Book The African American Struggle for Library Equality

Download or read book The African American Struggle for Library Equality written by Aisha M. Johnson-Jones and published by Rowman & Littlefield. This book was released on 2019-09-17 with total page 121 pages. Available in PDF, EPUB and Kindle. Book excerpt: The African American Struggle for Library Equality: The Untold Story of the Julius Rosenwald Fund Library Program unveils the almost forgotten philanthropic efforts of Julius Rosenwald, former president of Sears, Roebuck, Co. and an elite business man. Rosenwald simply desired to improve, “the well-being of mankind” through access to education. Many people are familiar with Mr. Rosenwald as the founder of the Julius Rosenwald Fund that established more than 5,300 rural schools in 15 Southern states during the period 1917-1938. However, there is another major piece of the puzzle, the Julius Rosenwald Fund Library Program. That program established more than 10,000 school, college, and public libraries, funded library science programs that trained African American librarians, and made evident the need for libraries to be supported by local governments. The African American Struggle for Library Equality is the first comprehensive history of the Julius Rosenwald Fund Library Program to be published. The book reveals a new understanding of library practices of the early 20th century. Through original research and use of existing literature, Aisha Johnson Jones exposes historic library practices that discriminated against blacks, and the necessary remedies the Julius Rosenwald Fund Library Program implemented to cure this injustice, which ultimately influenced other philanthropists like Andrew Carnegie and Bill Gates (the Gates Foundation has a library program) as well as organizations like the American Library Association.

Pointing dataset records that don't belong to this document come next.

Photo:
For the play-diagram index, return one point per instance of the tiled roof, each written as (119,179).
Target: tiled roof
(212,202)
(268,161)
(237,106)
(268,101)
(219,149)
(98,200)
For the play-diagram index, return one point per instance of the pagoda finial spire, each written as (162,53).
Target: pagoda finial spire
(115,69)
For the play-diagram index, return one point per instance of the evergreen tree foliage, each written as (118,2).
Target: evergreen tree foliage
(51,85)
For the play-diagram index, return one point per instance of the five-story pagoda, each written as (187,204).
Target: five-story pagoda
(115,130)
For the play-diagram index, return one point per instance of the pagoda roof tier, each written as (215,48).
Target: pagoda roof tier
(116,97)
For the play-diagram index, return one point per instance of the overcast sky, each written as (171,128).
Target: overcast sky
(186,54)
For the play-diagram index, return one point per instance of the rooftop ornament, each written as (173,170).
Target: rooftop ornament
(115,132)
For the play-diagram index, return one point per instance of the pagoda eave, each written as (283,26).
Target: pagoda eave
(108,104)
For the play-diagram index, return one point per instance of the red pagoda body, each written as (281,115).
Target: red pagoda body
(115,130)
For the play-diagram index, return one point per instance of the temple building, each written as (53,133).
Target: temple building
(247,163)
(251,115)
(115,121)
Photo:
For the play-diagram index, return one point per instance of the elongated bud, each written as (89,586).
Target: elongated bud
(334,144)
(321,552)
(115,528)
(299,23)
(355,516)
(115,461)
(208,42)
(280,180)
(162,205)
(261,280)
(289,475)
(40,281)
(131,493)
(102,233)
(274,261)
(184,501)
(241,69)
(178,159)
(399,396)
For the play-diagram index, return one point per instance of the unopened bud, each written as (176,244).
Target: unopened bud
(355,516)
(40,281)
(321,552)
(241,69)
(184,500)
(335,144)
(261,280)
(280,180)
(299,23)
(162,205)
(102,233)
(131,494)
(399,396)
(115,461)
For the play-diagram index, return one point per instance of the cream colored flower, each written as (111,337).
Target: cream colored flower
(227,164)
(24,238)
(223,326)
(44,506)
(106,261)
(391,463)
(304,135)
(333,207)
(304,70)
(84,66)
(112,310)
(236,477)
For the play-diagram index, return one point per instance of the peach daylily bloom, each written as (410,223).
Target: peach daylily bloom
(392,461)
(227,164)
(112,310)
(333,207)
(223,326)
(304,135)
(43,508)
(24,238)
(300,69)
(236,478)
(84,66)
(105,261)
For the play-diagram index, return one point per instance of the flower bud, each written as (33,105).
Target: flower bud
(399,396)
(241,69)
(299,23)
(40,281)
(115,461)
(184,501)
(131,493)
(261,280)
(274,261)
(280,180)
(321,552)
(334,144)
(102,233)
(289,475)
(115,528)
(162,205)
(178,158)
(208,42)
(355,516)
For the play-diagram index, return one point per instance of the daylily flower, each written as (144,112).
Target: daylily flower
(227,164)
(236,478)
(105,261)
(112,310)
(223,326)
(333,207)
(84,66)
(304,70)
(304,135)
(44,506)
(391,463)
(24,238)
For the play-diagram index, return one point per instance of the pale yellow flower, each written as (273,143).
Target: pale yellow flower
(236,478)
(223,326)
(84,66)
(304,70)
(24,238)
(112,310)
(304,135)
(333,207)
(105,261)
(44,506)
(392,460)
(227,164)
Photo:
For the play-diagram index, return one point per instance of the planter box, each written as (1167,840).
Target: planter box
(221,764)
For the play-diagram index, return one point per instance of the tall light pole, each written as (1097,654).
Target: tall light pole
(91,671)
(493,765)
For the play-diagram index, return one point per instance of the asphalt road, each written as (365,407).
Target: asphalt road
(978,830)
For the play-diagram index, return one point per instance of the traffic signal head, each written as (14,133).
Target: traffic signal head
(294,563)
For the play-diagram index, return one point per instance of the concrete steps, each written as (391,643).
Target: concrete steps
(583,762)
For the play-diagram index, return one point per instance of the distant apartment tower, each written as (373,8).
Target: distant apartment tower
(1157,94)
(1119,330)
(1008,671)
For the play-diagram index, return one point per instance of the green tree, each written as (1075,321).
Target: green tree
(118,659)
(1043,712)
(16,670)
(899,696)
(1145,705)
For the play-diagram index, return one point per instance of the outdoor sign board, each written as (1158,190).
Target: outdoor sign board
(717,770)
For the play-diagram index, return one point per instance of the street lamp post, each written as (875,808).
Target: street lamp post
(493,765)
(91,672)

Book God  Schools  and Government Funding

Download or read book God Schools and Government Funding written by Laurence H. Winer and published by Routledge. This book was released on 2016-04-15 with total page 367 pages. Available in PDF, EPUB and Kindle. Book excerpt: In recent years, a conservative majority of the U.S. Supreme Court, over vigorous dissents, has developed circumventions to the Establishment Clause of the First Amendment that allow state legislatures unabashedly to use public tax dollars increasingly to aid private elementary and secondary education. This expansive and innovative legislation provides considerable governmental funds to support parochial schools and other religiously-affiliated education providers. That political response to the perceived declining quality of traditional public schools and the vigorous school choice movement for alternative educational opportunities provokes passionate constitutional controversy. Yet, the Court’s recent decision in Arizona Christian School Tuition Organization v. Winn inappropriately denies taxpayers recourse to challenge these proliferating tax funding schemes in federal courts. Professors Winer and Crimm clearly elucidate the complex and controversial policy, legal, and constitutional issues involved in using tax expenditures - mechanisms such as exclusions, deductions, and credits that economically function as government subsidies - to finance private, religious schooling. The authors argue that legislatures must take great care in structuring such programs and set forth various proposals to ameliorate the highly troubling dissention and divisiveness generated by state aid for religious education.